Epilepsy Research | 2012
Katariina Mankinen; Paula Jalovaara; Jyri-Johan Paakki; Marika J. Harila; Seppo Rytky; Osmo Tervonen; Juha Nikkinen; Tuomo Starck; Jukka Remes; Heikki Rantala; Vesa Kiviniemi
Functional resting-state connectivity has been shown to be altered in certain adult epilepsy populations, but few connectivity studies have been performed on pediatric epilepsy patients. Here functional connectivity was measured in pediatric, non-lesional temporal lobe epilepsy patients with normal intelligence and compared with that in age and gender-matched healthy controls using the independent component analysis method.

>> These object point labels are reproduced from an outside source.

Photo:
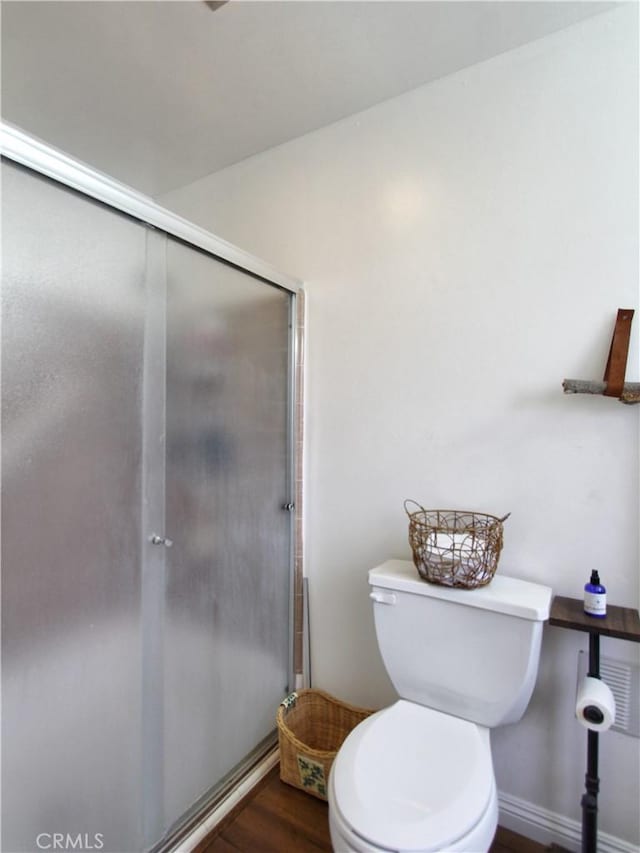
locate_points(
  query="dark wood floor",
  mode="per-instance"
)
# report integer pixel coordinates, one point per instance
(277, 818)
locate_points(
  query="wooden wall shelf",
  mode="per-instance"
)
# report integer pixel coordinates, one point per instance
(620, 622)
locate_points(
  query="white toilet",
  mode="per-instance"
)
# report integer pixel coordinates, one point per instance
(418, 776)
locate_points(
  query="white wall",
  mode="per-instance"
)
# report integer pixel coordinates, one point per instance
(466, 247)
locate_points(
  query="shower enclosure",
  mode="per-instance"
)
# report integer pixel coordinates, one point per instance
(147, 475)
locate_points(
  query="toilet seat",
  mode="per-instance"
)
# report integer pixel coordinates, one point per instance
(411, 778)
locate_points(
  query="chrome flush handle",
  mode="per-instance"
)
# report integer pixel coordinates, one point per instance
(160, 540)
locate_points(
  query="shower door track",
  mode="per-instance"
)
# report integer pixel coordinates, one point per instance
(24, 149)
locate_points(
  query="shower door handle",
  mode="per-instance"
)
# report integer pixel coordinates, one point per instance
(160, 540)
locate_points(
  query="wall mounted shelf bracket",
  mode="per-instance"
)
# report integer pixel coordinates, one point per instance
(613, 384)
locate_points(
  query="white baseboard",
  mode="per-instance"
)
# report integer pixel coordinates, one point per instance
(547, 827)
(222, 810)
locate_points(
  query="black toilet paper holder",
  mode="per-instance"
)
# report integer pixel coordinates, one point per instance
(622, 623)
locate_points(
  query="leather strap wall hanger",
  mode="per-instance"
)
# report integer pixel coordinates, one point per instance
(613, 384)
(618, 352)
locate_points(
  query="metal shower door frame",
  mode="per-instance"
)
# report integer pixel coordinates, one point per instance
(41, 158)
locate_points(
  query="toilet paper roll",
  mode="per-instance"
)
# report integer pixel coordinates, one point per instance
(595, 704)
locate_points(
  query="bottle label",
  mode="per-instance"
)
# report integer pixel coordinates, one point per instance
(595, 603)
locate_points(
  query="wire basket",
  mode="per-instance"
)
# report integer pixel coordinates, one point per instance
(455, 547)
(312, 725)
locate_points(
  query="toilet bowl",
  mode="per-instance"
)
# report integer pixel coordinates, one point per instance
(418, 776)
(413, 779)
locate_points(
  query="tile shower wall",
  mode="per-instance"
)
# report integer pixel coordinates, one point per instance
(465, 248)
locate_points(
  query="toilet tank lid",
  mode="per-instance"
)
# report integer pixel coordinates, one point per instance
(503, 594)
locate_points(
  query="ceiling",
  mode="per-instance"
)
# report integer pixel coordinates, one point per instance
(159, 94)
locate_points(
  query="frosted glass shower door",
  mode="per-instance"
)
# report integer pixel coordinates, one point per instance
(227, 635)
(72, 355)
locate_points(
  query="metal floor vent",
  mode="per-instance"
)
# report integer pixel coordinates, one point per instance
(624, 681)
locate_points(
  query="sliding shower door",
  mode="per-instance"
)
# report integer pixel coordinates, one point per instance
(227, 606)
(72, 356)
(146, 560)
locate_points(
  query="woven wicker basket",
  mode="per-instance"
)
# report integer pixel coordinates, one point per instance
(311, 728)
(453, 547)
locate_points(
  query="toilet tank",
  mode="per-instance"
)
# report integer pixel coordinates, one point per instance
(470, 653)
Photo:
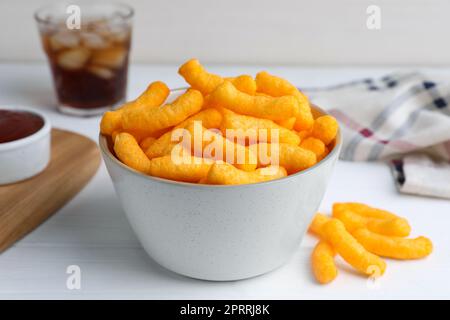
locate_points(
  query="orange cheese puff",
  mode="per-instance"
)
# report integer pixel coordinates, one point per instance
(316, 226)
(295, 158)
(291, 157)
(394, 247)
(278, 87)
(128, 151)
(209, 118)
(244, 83)
(215, 146)
(192, 170)
(147, 142)
(275, 86)
(305, 119)
(155, 119)
(225, 173)
(392, 227)
(227, 96)
(155, 95)
(351, 250)
(287, 123)
(260, 129)
(363, 210)
(198, 78)
(304, 134)
(325, 128)
(322, 262)
(314, 145)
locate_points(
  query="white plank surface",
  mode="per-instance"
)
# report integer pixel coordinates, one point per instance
(91, 231)
(301, 32)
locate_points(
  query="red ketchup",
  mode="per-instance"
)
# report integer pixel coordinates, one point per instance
(15, 125)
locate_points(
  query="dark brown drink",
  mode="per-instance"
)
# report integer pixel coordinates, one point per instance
(89, 64)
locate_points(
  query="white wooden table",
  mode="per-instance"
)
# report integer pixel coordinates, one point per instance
(92, 232)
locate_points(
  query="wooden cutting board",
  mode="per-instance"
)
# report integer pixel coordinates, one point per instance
(25, 205)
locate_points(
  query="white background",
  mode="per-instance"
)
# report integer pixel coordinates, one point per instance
(301, 32)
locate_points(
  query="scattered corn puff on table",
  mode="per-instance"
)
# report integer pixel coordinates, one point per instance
(92, 232)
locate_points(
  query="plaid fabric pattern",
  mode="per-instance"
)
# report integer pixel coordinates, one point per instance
(391, 116)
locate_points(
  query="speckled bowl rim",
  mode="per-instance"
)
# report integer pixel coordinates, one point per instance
(103, 143)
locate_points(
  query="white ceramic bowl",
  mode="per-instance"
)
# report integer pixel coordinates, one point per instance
(215, 232)
(24, 158)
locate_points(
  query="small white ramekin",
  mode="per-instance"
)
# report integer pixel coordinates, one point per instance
(24, 158)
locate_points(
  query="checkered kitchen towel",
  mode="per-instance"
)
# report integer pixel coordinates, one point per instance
(403, 118)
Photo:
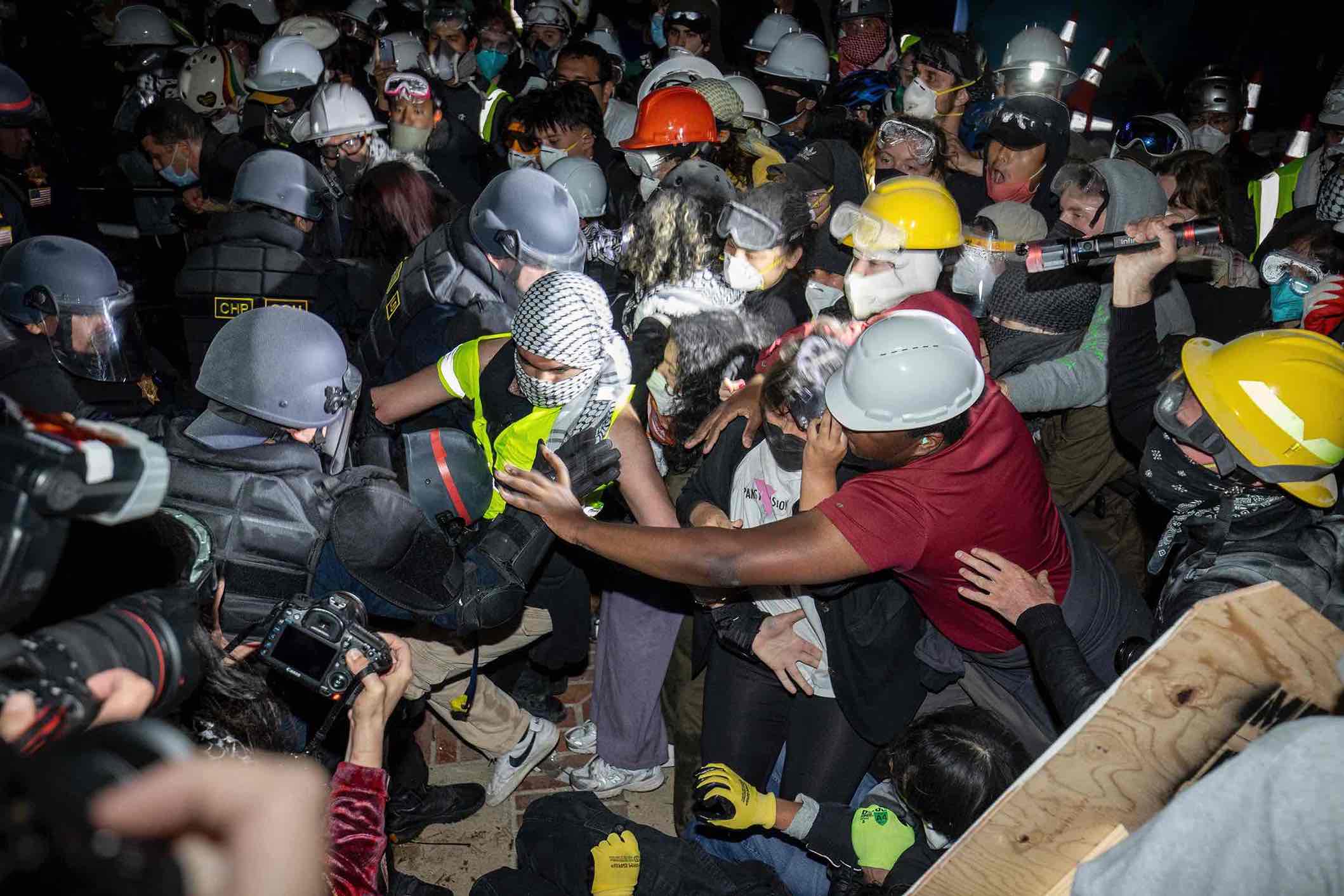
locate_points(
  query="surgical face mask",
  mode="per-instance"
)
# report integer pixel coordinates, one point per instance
(820, 296)
(1285, 299)
(1210, 139)
(178, 178)
(491, 62)
(407, 137)
(522, 160)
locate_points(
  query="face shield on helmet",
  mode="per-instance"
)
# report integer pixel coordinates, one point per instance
(97, 339)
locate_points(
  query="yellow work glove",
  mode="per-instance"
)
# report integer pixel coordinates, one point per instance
(616, 866)
(723, 798)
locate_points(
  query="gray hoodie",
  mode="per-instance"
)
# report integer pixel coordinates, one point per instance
(1079, 379)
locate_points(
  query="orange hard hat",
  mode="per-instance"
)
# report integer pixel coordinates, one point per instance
(673, 117)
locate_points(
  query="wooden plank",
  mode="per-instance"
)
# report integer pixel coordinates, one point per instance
(1148, 734)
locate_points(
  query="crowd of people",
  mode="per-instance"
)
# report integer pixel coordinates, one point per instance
(718, 338)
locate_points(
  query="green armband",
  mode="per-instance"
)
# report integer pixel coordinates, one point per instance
(880, 837)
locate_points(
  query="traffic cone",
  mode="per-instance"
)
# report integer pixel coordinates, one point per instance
(1067, 32)
(1085, 92)
(1301, 140)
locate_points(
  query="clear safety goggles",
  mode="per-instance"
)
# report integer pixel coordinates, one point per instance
(923, 143)
(97, 339)
(1156, 136)
(748, 227)
(1276, 267)
(406, 85)
(871, 235)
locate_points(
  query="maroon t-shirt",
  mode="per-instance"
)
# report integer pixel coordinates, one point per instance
(988, 491)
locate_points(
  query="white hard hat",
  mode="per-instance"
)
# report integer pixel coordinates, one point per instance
(209, 79)
(264, 10)
(773, 27)
(584, 181)
(678, 69)
(406, 51)
(906, 371)
(287, 63)
(548, 13)
(338, 109)
(753, 104)
(1038, 49)
(315, 30)
(142, 26)
(800, 56)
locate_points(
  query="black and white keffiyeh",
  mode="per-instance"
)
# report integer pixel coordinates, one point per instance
(565, 317)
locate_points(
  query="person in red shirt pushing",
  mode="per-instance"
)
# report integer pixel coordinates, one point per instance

We hypothesized that children with non-lesional temporal lobe epilepsy have disrupted functional connectivity within resting-state networks. Significant differences were demonstrated between the two groups, pointing to a decrease in connectivity. When the results were analyzed according to the interictal electroencephalogram findings, however, the connectivity disruptions were seen in different networks. In addition, increased connectivity and abnormally anti-correlated thalamic activity was detected only in the patients with abnormal electroencephalograms. In summary, connectivity disruptions are already to be seen at an early stage of epilepsy, and epileptiform activity seems to affect connectivity differently. The results indicate that interictal epileptiform activity may lead to reorganization of the resting-state brain networks, but further studies would be needed in order to understand the pathophysiology behind this phenomenon.